What happened to change NC politics?
August 15, 2024 6:17 AM   Subscribe

I lived in North Carolina from 2000 to 2009. When I was there, the politics seemed moderate, and more progressive than other Southern states. But the state became more conservative some time after I left. What factored into that pivot?
posted by NotLost to Law & Government (12 answers total) 1 user marked this as a favorite
 
I don't know NC in particular, but I feel that the election of Barack Obama triggered a lot of racists (overt and "closeted") to go full tilt anti-progressive. I think that was a real splitting point in American politics.
posted by hydra77 at 7:01 AM on August 15 [9 favorites]


The state went for Obama in '08, Romney in '12, and Trump since then, but the share of the vote going for the Democratic candidate has been consistently higher than it used to be. In 2000 and 2004 it was 56-43 for Bush; in 2020 Trump won by just over 1%. At the Presidential level, at least, NC went from a reliable GOP vote to a fierce consistent battleground state. In many areas of the US, the GOP has been getting more reactionary and extremist, but this is not exactly the same as the whole state getting more conservative in a straightforward way.

Basically, as an observer of politics at the national level, NC seems to me to be trending less conservative over the last few decades, driven heavily though not exclusively by growth in the Research Triangle; at the same time the GOP nationwide has become dominated by more reactionary, extreme factions.

Gerrymandering has also played a huge role here. Republicans - again, increasingly reactionary and conservative ones - have applied some of the most biased maps in the country to skew the state house & senate and US House seats way to the GOP relative to voter preferences. So you have a state dominated by GOP forces at the state level with huge majorities, even though it's a very "purple" state that 'should' be very evenly split, as illustrated by the consistently close Presidential elections and continued failures of the GOP to sieze the Governorship. (I should note that the NC Governor is a good bit less powerful than most, which might explain why the state GOP has chosen to put effort into extending its control of the legislature instead.)

However, none of this necessarily answers your question. I'm looking at numbers and maps, and national trends that as far as I know apply in NC as much as other battleground states, not narrower local trends and culture. To be really blunt, what I've seen in my own state of PA and elsewhere is what hydra77 calls out - the election of Obama pushed a lot of folks to just freak out about the shocking sight of a Black man in the White House, which led to the rise of Birtherism and then its champion, Donald Trump. There are - and still are - enormous numbers of non-racist conservatives.

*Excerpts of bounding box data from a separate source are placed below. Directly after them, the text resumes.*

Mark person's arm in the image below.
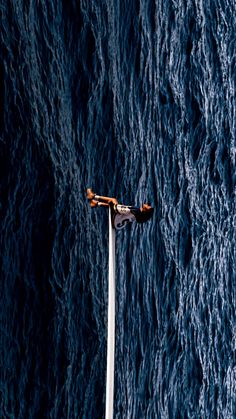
[94,195,118,205]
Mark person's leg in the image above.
[87,189,118,205]
[90,199,109,208]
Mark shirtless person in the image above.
[87,189,154,230]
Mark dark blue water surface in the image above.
[0,0,236,419]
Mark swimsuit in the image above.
[112,204,140,230]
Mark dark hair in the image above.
[135,208,154,223]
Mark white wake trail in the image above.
[106,208,116,419]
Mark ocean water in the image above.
[0,0,236,419]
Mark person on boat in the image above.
[87,188,154,230]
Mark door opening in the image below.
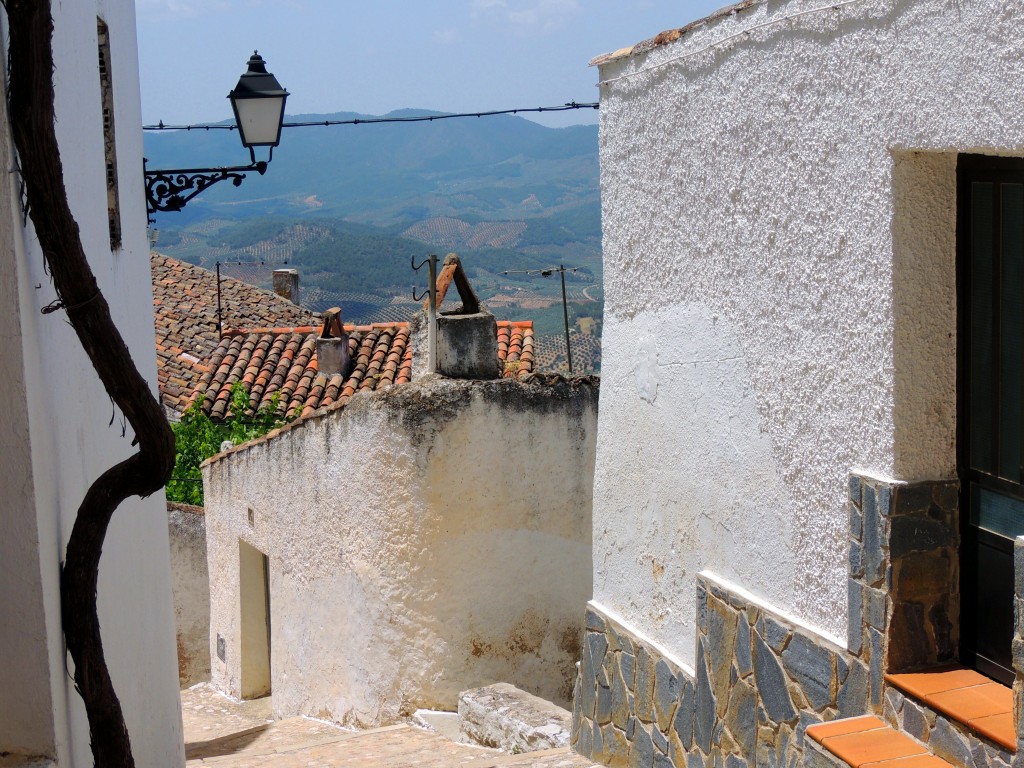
[239,541,270,698]
[956,155,1024,685]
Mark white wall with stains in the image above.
[0,0,184,768]
[594,0,1024,660]
[167,503,210,688]
[204,377,598,726]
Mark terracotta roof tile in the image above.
[151,252,319,413]
[189,321,534,428]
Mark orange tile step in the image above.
[886,667,1017,752]
[806,715,952,768]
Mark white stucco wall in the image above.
[594,0,1024,660]
[0,0,184,768]
[167,503,210,688]
[204,377,597,726]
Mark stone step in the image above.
[886,665,1017,753]
[804,715,952,768]
[459,683,572,754]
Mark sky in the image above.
[135,0,727,127]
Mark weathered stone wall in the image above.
[167,502,210,688]
[572,474,991,768]
[847,475,959,679]
[204,376,598,727]
[594,0,1024,664]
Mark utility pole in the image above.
[502,264,578,374]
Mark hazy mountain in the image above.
[145,110,600,228]
[145,111,602,370]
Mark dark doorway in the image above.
[956,155,1024,685]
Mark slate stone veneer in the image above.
[571,475,1024,768]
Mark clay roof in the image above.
[151,252,319,413]
[189,321,534,428]
[590,0,765,67]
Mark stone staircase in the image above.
[804,666,1017,768]
[804,715,952,768]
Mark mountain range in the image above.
[144,110,603,370]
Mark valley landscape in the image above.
[145,111,603,373]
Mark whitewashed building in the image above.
[0,0,184,768]
[573,0,1024,766]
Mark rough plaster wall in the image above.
[205,377,597,725]
[0,51,56,755]
[0,0,184,768]
[594,0,1024,660]
[167,504,210,687]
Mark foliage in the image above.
[167,382,290,506]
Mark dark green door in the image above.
[957,155,1024,684]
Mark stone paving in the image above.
[181,684,595,768]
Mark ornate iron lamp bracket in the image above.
[142,160,266,221]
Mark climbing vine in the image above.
[3,0,174,768]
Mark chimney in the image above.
[437,310,502,379]
[313,309,351,377]
[273,269,299,311]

But saying "Yeah, there's still a ton of anti-Black racism in former Confederate states and they freaked out at Obama" is the Occam's Razor explanation for a ton of post-2008 shifts in the makeup and attitude of the GOP.
posted by Tomorrowful at 7:30 AM on August 15 [8 favorites]


Best answer: The reason you noticed it happening specifically after 2009 was the redistricting of 2010, which skewed the state legislature and US House seats drastically toward Republicans.
posted by Daily Alice at 7:42 AM on August 15 [24 favorites]

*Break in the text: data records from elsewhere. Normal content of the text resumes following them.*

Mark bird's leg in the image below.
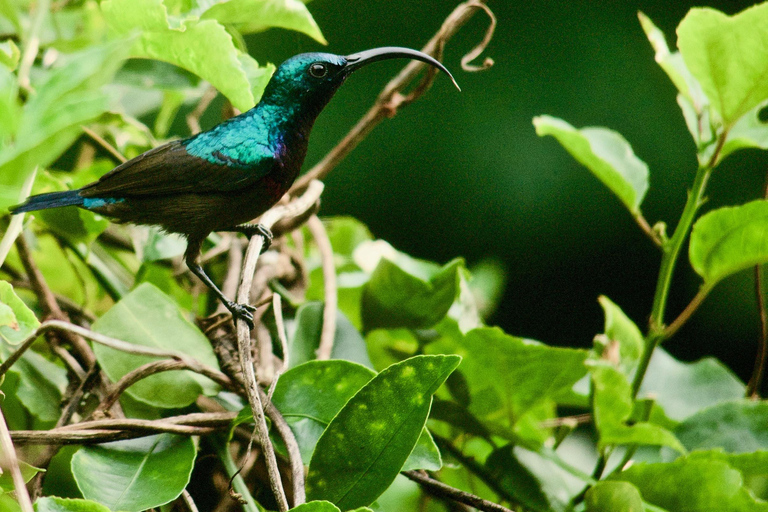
[224,224,274,252]
[184,238,256,329]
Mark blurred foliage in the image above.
[0,0,768,512]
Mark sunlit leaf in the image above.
[533,116,648,215]
[72,434,196,512]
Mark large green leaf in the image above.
[362,244,464,331]
[638,348,744,422]
[612,455,768,512]
[101,0,266,111]
[675,400,768,453]
[72,434,196,512]
[201,0,327,44]
[533,116,648,215]
[677,3,768,126]
[0,281,40,345]
[584,482,645,512]
[93,283,218,408]
[35,496,110,512]
[590,362,685,452]
[307,355,461,510]
[688,200,768,288]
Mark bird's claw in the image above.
[226,302,256,330]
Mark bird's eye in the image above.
[309,62,328,78]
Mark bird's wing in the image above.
[80,141,275,197]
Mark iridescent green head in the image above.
[261,46,459,114]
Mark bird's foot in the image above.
[224,301,256,330]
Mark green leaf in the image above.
[288,302,373,368]
[101,0,272,111]
[688,200,768,288]
[590,362,685,453]
[597,295,644,375]
[637,12,709,112]
[362,244,464,331]
[444,327,588,440]
[93,283,218,408]
[307,356,461,510]
[0,39,21,71]
[677,4,768,126]
[72,434,196,512]
[272,359,376,462]
[584,481,645,512]
[201,0,328,44]
[675,400,768,453]
[533,116,648,215]
[291,501,341,512]
[0,281,40,345]
[35,496,109,512]
[639,348,744,424]
[611,456,768,512]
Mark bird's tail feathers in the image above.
[10,190,83,213]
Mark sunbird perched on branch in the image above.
[11,47,458,328]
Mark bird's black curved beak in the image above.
[344,46,461,90]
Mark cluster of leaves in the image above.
[0,0,768,512]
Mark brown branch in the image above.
[236,181,323,512]
[289,0,495,195]
[307,215,339,360]
[401,471,512,512]
[0,409,34,512]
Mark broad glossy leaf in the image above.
[584,481,645,512]
[101,0,270,111]
[597,295,644,375]
[72,434,196,512]
[35,496,110,512]
[611,456,768,512]
[288,302,373,368]
[0,281,40,345]
[93,283,218,408]
[638,348,744,424]
[533,116,648,215]
[677,4,768,126]
[201,0,328,44]
[444,327,588,440]
[675,400,768,453]
[274,359,442,471]
[307,356,461,510]
[590,362,685,452]
[362,243,464,331]
[688,201,768,288]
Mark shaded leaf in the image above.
[533,116,648,215]
[72,434,196,512]
[688,200,768,288]
[584,481,645,512]
[590,363,685,453]
[93,283,218,408]
[677,4,768,126]
[638,348,744,422]
[0,281,40,345]
[307,356,461,510]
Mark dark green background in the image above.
[247,0,768,378]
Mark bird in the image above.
[10,46,460,329]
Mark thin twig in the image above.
[80,126,128,164]
[307,215,339,360]
[236,181,323,512]
[0,409,34,512]
[664,286,711,340]
[402,471,512,512]
[289,0,496,195]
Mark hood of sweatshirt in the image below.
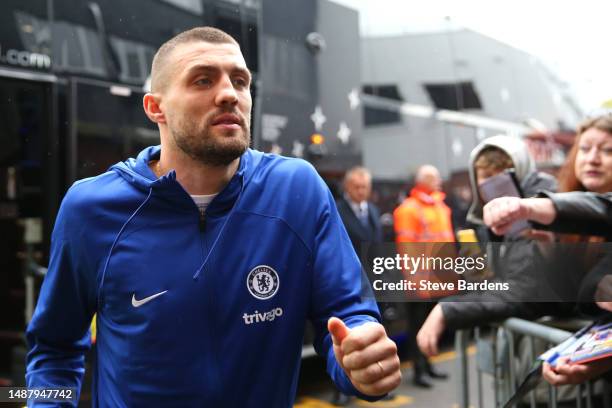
[467,135,557,225]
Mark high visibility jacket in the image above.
[393,187,455,242]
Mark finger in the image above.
[342,322,387,355]
[327,317,351,346]
[355,370,402,396]
[342,338,397,370]
[542,363,566,385]
[350,355,400,384]
[491,223,512,235]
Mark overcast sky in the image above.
[332,0,612,112]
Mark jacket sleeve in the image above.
[310,186,380,401]
[26,188,96,406]
[393,204,421,242]
[534,191,612,236]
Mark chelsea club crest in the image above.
[247,265,279,300]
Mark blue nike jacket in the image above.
[26,146,379,407]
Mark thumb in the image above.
[327,317,351,346]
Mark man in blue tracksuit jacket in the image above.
[26,27,401,407]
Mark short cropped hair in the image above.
[344,166,372,185]
[474,146,514,172]
[151,27,240,92]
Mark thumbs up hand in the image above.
[327,317,402,396]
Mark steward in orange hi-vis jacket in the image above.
[393,185,455,242]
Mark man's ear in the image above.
[142,93,166,123]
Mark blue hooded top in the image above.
[26,146,379,407]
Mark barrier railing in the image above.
[455,318,612,408]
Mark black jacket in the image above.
[440,172,573,329]
[534,191,612,241]
[535,192,612,315]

I feel that the election of Barack Obama triggered a lot of racists (overt and "closeted") to go full tilt anti-progressive

I also have no data on this, but the Obama era was around the time that the internet became a full-fledged, algorithm-powered breeding ground for anti-progressive stuff in a way that left niche corners like 4-chan and permeated the mainstream. A lot of the backlash to Obama (and to subsequent progressive ideas like 'wokeness' or 'critical race theory') seems carefully nurtured and marketed, not just organic.
posted by trig at 7:59 AM on August 15 [8 favorites]

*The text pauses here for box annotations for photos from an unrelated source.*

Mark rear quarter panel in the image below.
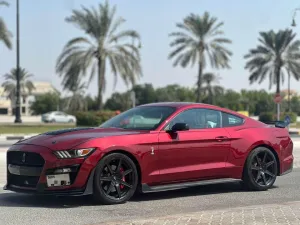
[226,125,293,178]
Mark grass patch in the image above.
[0,124,76,135]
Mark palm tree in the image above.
[245,29,300,119]
[0,1,12,49]
[169,12,232,102]
[65,80,87,112]
[56,1,142,109]
[2,68,35,100]
[202,73,224,104]
[245,29,300,94]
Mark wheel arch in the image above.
[103,149,142,186]
[243,144,281,176]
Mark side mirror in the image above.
[169,123,190,132]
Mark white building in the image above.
[0,82,59,116]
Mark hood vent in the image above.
[43,127,94,135]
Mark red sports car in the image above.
[5,103,293,204]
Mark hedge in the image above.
[280,112,297,123]
[74,111,119,126]
[258,112,297,123]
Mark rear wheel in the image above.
[243,147,278,191]
[94,153,138,204]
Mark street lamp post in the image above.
[15,0,22,123]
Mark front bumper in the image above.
[4,145,96,196]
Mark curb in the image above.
[0,134,38,141]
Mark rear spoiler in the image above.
[263,121,289,128]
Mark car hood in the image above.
[15,128,145,150]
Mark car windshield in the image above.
[100,106,176,130]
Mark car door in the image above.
[159,108,230,183]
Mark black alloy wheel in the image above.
[243,147,278,191]
[94,153,138,204]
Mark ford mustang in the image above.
[4,102,293,204]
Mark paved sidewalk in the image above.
[97,202,300,225]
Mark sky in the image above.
[0,0,300,98]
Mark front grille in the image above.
[7,174,39,188]
[7,151,45,167]
[7,151,45,188]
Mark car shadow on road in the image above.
[0,182,277,209]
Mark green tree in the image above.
[169,12,232,102]
[104,92,132,111]
[132,83,157,105]
[0,1,12,49]
[155,84,195,102]
[64,80,87,112]
[56,1,142,109]
[2,68,35,99]
[30,93,60,115]
[85,95,97,111]
[245,29,300,118]
[203,73,224,104]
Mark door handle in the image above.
[215,136,228,142]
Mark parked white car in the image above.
[42,111,76,123]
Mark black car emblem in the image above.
[22,153,26,163]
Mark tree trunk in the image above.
[196,51,203,102]
[275,66,281,120]
[207,82,213,105]
[97,58,105,110]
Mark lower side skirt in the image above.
[142,178,241,193]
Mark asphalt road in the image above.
[0,138,300,225]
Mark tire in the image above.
[243,147,278,191]
[93,153,138,205]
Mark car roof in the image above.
[140,102,207,108]
[138,102,247,118]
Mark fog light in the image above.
[53,168,72,174]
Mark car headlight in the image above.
[54,148,95,159]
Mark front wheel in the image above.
[94,153,138,204]
[243,147,278,191]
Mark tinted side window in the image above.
[222,112,244,127]
[166,109,221,129]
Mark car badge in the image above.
[22,153,26,163]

My experience of NC was in the 70s and 80s. Remember Jesse Helms?

The far-right has always been there, the rest of the state has improved markedly over the last few decades.

Basically, as an observer of politics at the national level, NC seems to me to be trending less conservative over the last few decades, driven heavily though not exclusively by growth in the Research Triangle; at the same time the GOP nationwide has become dominated by more reactionary, extreme factions.

Agree with this take, too.
posted by gimonca at 8:01 AM on August 15 [2 favorites]


I currently live in VA but have been back and forth to NC (mostly Research Triangle, Wilson, and more recently Fayetteville) a lot over the years. There was a point in the early 2000s where it felt—maybe not for especially definable reasons, but a gut feeling—that NC was becoming less socially conservative faster than VA was.

But then the incredibly gerrymandered redistricting happened in 2010, and to me that's in retrospect when VA seemed to keep moving "purple" while NC seemed to lag.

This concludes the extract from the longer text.